Personen, die mit geringen Mitteln oder aus dem Nichts und aus eigener Kraft zu wirtschaftlichem Erfolg kommen (wobei die Bildung keine Rolle spielt), nennt man dagegen Aufsteiger oder Self-made men.
Leistungen
Autodidakten vollbringen mitunter beachtliche bis herausragende Leistungen, heute vor allem im Bereich der Kunst und der Fremdsprachen. Ein besonders ungewöhnlicher Autodidakt war der afroamerikanische Zeichner Bill Traylor, ein ehemaliger Sklave, der mit über 80 Jahren anfing zu zeichnen und weltberühmt wurde. Traylor gilt mittlerweile als einer der bedeutendsten US-amerikanischen Künstler des 20. Jahrhunderts.[1]

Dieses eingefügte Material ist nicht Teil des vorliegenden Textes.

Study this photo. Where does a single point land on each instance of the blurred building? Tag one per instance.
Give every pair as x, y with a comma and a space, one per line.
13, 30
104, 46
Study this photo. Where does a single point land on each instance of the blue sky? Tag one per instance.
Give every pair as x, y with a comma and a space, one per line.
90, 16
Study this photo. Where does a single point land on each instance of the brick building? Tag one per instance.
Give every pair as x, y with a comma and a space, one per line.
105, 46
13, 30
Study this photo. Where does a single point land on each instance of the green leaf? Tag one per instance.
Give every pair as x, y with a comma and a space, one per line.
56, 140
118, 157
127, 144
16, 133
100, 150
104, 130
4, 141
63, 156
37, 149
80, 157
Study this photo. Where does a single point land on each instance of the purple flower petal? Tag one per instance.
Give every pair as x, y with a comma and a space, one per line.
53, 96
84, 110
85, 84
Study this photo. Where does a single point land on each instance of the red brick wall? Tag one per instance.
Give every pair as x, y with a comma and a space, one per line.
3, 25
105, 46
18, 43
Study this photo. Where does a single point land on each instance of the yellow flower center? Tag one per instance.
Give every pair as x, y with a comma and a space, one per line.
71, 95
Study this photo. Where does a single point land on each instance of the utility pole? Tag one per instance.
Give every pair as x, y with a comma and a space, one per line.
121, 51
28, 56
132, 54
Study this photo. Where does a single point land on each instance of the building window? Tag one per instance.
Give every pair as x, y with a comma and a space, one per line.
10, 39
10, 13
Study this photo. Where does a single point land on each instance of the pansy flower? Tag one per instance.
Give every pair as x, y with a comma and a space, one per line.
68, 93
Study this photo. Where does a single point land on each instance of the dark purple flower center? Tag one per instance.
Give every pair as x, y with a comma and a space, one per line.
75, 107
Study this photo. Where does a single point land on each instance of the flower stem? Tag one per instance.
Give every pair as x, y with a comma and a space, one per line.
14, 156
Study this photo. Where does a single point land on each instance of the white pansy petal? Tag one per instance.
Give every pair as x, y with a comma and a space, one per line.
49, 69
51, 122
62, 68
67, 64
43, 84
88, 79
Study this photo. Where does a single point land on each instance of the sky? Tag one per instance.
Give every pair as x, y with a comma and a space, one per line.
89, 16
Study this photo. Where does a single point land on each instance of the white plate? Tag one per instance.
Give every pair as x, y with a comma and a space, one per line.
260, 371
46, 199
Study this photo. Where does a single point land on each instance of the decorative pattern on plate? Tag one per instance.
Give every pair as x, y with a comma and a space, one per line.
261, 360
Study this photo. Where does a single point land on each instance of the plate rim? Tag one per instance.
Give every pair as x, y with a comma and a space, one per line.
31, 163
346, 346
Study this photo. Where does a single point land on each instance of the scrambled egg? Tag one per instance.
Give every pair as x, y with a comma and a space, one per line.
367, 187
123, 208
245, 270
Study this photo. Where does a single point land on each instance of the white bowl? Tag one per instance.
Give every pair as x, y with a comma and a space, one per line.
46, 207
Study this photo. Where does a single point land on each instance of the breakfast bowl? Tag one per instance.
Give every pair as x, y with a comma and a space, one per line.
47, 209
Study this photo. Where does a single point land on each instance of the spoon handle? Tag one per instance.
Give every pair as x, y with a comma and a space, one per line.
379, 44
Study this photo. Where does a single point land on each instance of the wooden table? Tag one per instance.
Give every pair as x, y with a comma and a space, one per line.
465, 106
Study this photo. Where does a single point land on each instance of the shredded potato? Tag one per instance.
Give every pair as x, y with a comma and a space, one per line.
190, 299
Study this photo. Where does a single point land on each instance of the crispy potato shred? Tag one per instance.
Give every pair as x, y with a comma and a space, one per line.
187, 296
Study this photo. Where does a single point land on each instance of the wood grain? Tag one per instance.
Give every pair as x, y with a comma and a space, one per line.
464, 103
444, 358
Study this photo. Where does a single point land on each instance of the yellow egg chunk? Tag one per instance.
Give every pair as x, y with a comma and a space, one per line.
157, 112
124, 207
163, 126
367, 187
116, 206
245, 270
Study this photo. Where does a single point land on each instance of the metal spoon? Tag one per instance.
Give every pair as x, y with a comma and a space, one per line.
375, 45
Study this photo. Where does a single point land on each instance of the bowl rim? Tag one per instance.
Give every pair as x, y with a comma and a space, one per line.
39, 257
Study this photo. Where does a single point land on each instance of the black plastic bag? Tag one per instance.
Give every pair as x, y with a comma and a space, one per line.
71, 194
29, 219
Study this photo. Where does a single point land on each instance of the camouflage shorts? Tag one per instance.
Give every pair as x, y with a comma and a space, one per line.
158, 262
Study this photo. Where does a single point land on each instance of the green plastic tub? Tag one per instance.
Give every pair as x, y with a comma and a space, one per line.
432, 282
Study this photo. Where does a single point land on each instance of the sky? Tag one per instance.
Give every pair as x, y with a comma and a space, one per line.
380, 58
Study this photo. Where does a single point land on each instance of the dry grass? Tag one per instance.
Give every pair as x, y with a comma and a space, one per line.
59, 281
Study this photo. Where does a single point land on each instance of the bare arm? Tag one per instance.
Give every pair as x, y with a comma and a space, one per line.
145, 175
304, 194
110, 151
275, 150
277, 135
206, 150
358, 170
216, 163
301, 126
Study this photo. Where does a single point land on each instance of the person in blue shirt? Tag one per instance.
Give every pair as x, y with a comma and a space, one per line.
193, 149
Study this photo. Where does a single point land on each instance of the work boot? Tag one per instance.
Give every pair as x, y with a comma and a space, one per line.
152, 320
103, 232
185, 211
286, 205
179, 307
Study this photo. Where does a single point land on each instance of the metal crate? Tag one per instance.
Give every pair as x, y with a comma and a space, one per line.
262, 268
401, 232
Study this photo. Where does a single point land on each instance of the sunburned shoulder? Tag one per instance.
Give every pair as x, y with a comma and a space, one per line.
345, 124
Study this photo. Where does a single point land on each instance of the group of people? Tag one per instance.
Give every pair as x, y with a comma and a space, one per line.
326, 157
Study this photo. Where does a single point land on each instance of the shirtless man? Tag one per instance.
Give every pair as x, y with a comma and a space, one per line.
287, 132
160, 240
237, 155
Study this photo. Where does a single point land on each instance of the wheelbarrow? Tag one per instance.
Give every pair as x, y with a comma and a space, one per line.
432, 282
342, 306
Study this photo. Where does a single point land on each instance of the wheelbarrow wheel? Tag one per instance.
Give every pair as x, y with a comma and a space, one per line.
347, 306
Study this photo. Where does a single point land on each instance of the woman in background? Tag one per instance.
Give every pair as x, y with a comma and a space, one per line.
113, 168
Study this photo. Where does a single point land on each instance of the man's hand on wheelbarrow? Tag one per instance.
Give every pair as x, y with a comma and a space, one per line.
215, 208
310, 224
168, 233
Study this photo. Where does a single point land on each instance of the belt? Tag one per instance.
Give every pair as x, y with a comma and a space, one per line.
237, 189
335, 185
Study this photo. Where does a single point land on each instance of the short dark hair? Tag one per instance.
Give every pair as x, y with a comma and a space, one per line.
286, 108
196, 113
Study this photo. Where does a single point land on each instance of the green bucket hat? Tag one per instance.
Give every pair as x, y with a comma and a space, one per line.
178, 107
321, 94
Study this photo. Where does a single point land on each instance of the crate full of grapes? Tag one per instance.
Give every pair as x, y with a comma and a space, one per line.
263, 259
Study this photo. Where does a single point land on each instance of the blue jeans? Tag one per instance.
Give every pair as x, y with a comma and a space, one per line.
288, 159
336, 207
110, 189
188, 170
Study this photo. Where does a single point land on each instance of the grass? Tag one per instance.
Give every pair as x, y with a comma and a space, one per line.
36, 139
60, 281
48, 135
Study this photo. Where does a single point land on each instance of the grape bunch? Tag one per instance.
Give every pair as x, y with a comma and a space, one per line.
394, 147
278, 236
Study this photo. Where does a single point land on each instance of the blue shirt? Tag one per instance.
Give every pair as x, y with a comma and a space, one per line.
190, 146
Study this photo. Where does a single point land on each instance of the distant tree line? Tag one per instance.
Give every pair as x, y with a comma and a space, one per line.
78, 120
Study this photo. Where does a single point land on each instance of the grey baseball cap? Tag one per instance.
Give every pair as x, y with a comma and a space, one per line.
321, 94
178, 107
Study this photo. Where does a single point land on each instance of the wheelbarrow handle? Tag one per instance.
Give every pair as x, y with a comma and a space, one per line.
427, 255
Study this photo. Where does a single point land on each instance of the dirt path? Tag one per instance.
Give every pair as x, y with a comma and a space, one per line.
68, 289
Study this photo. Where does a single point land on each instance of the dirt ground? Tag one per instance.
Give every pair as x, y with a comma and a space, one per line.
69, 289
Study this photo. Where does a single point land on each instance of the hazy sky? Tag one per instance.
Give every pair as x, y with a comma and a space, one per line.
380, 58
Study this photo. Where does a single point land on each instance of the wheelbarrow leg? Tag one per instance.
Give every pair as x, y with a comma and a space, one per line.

Ein anderes Beispiel ist der 1887 geborene S. Ramanujan, der sich schon früh als mathematisch begabt erwies. Sein begonnenes Studium konnte er nicht fortsetzen, da er aufgrund der Vernachlässigung der Pflichtfächer Englisch und Sanskrit sein Stipendium verlor. Seine mathematischen Kenntnisse eignete er sich autodidaktisch aus Fachliteratur an und besaß eine außerordentliche Begabung dafür, analytische und zahlentheoretische Probleme intuitiv zu lösen, meist ohne zunächst einen Lösungsweg oder Beweise angeben zu können. Versuche einer wissenschaftlichen Anerkennung blieben zunächst ohne Erfolg, bis der britische Mathematiker Godfrey Harold Hardy im Jahr 1913 sein Talent erkannte und ihn nach England holte. Dort gelangen ihm zahlreiche bedeutende Entdeckungen. Sechs Jahre später kehrte Ramanujan als bekannter Wissenschaftler nach Indien zurück und starb 1920 im Alter von nur 32 Jahren.[2]
Bekannte Autodidakten
Mit Hochschulstudium
- Gottfried Wilhelm Leibniz (1646–1716), deutscher Universalgelehrter und Philosoph
- Denis Diderot (1713–1784), französischer Schriftsteller, Philosoph, Aufklärer, Kunstagent und Enzyklopädist[3]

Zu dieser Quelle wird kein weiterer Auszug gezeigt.